(USA TODAY) -- A small New York City cafe is taking on coffee giant Starbucks in a legal war of the unicorns.
The End Brooklyn in a new lawsuit accuses Starbucks of trademark infringement, arguing that the color-changing "Unicorn Frappuccino" recently introduced by the Seattle chain overshadows the smaller company's health-conscious "Unicorn Latte."
The End started selling the Unicorn Latte in December, and has had a trademark application for the drink name pending since January, the company said in a Brooklyn federal court complaint filed Wednesday.
Starbucks launched the Unicorn Frappuccino in April as a limited-run item.

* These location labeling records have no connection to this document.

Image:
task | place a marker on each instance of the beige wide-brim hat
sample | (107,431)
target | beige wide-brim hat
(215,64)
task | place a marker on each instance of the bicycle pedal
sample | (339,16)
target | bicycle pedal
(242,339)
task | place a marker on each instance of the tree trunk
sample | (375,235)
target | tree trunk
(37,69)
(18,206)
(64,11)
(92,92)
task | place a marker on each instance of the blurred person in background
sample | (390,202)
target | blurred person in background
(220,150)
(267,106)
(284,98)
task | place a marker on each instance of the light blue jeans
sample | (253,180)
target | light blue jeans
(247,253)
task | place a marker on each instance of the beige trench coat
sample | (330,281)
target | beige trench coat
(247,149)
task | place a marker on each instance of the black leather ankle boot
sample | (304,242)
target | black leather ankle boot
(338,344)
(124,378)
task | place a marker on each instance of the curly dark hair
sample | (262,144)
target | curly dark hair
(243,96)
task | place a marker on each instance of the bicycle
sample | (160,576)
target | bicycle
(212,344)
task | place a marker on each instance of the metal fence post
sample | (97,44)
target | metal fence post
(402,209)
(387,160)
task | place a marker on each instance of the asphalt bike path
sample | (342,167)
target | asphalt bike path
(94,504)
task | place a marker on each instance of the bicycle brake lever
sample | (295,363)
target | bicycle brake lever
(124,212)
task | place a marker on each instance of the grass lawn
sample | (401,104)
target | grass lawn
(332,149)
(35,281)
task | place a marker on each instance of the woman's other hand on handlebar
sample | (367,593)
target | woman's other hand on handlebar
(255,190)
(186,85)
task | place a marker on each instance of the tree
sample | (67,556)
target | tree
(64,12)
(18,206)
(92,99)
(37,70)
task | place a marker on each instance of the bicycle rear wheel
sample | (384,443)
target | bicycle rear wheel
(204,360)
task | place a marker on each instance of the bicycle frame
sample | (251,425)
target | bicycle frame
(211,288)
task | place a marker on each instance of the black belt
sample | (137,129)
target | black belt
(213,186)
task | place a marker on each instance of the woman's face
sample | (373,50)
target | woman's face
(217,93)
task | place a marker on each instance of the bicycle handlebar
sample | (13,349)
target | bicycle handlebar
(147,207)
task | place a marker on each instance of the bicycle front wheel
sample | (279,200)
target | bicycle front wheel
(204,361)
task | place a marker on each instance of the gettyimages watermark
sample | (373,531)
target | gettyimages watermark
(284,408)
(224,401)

The sweet offering quickly gained considerable media and consumer attention.
The drinks are similar in that neither contains coffee, but they are on opposite ends of the healthy consumption spectrum. The End says its Unicorn Latte is made from ingredients like dates, ginger root, cashews, blended with "healthy" dried maca root, vanilla bean, and blue-green algae.
The lawsuit, quoting from Starbucks’ website, says the larger competitor's drink is made from milk and artificial sweeteners.
"The size of and scope of Starbucks’ product launch was designed so that the Unicorn Frappuccino would eclipse the Unicorn Latte in the market," confusing the Brooklyn company's customers, the lawsuit alleges. "In addition to having a highly similar name, Starbucks’ Unicorn Frappuccino shares visual similarities to the Unicorn Latte in that both were brightly colored and featured the colors pink and blue prominently."
Starbucks said it was aware of the claims "and believe they are without merit."
"The Starbucks Unicorn Frappuccino blended beverage was inspired by the fun, spirited and colorful unicorn-themed food and drinks that have been trending in social media," the company added in a formal statement. "The beverage was offered for a limited time in April and is no longer available in our stores."
The Brooklyn cafe, located in New York City's hipster Williamsburg neighborhood, nonetheless seeks unspecified compensation and a public apology.
Montauk Juice Factory, the cafe's parent company, created the Unicorn Latte "that our clients transformed into a social media sensation, developed (as) a famous and valuable trademark, and took the appropriate steps to protect," attorney Josh Schiller said in a written statement. "Starbucks, with its thousands of coffee shops, launched a competing product with a similar look and name, and marketed it in the same channels where our client's product became famous."